In 2011 Jones managed to make Homecoming Revolution a profitable business and now focuses all her time on it. Jones reveals: “I wondered when we turned into a business whether we’d lose any credibility, but in fact we’ve gained it; we’re now sitting at the high table with all the big businesses who are growing across the continent and they really do need the talent so we’re playing a vital role in bringing people home and we’re making good money.”
As a mother of two Jones works hard to keep her family happy and spends as much time with them as she can. Jones is a great role model for her children showing them how to go after their dreams and do something every day that they love.
Jones believes that: “The best way to make your children happy is to be a happy parent.” This is what she uses to keep her work and home balance in check. Whenever she’s around her children she makes sure to be positive and happy with them, giving them a happy positive outlook on life.
7. Vanessa Gounden
- Entrepreneur: Vanessa Gounden
- Company: HolGoun Investment Holdings
- Family: Husband and two children
In 2003 Vanessa Gouden founded HolGoun Investment Holdings with her husband.
HolGoun’s successful business approach is that it only invests in business and projects that the company can directly grow and develop. This business approach has assisted HolGoun is acquiring a strong and diverse portfolio of investments in several sectors including mining, financial services, healthcare, property, media and entertainment, fashion, security, and film production.
"I worked from home, with my first office located in a bedroom and consisting of a computer and a desk," revealed Gouden. Despite her humble beginnings, HolGoun is valued at more than R2.9 billion and Gouden enjoys her time creating her own fashion label called Vanessa G, which is part of HolGoun Investment Holdings.
Her daughter models for her fashion brand and her son is a musician and producer and runs Goliath, a boutique record label that supports and promotes local talent. Goliath Studios offers world-class audio recording facilities, which is fully equipped for corporate and commercial recordings.
“My husband and I have been together since high school,” says Gouden. “We are cut from the same cloth with the same political, social and religious inclinations. The family value system that was inculcated in us as we were growing up led us to manage political, family and business responsibilities without compromising one for the other.”
Related: Funding for women entrepreneurs
8. Nkhensani Nkosi
- Entrepreneur: Nkhensani Nkosi
- Company: Stoned Cherrie
- Family: Husband and four children
Nkhensani Nkosi is the designer and founder behind the uniquely South African brand, Stoned Cherrie. Since she launched her business in 2000, Nkosi has showcased her range at New York Fashion Week. Recently, Stoned Cherrie introduced the beautiful talents from New York-based South African designer Darryl Jagga.
Stoned Cherrie continues to grow and has recently expanded into eyewear – a firm favourite of several African and international icons, including South Africa’s pop singer, Lira. The fashion enterprise has started to collect other ambitious fashion designers, who have a unique voice and interesting point of view.
“When I get home every day I kick off my shoes and get really comfortable.
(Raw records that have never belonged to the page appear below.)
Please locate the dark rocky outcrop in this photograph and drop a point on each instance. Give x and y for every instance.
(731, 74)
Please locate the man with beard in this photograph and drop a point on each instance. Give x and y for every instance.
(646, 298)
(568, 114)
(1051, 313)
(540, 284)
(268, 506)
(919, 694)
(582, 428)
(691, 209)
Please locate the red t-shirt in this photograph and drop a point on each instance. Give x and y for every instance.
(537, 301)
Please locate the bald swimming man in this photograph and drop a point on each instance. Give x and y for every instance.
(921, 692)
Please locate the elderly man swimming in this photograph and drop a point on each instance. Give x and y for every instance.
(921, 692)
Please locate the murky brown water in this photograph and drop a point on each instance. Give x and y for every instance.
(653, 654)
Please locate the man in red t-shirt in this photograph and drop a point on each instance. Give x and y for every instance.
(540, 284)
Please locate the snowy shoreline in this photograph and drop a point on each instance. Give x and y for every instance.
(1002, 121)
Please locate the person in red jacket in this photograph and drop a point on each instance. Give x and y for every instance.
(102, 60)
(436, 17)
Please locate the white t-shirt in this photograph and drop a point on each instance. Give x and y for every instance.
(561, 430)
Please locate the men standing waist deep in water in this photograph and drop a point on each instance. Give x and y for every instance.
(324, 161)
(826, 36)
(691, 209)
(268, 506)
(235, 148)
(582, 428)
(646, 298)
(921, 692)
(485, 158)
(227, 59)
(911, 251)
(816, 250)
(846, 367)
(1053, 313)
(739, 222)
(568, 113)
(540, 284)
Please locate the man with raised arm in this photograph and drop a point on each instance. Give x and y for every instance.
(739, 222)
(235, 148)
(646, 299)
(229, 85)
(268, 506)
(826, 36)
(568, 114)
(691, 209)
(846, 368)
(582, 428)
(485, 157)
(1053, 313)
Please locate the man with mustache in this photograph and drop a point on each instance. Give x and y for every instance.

Then I put on my multitude of ears to listen attentively to all the voices of my family competing for No 1 spot, trying to tell me stories about school and who said what, while brokering sibling peace… the list is endless.”
“The secret to being a successful businesswoman is about creating balance in life, taking care of your needs, spiritually, emotionally and physically as well as having a positive outlook,” believes Nkosi.
Nkosi spends most of her free time sitting with her children. She believes they make her appreciate being alive. “I also love family holidays. We recently went scuba diving and it was one of the best experiences of my life.”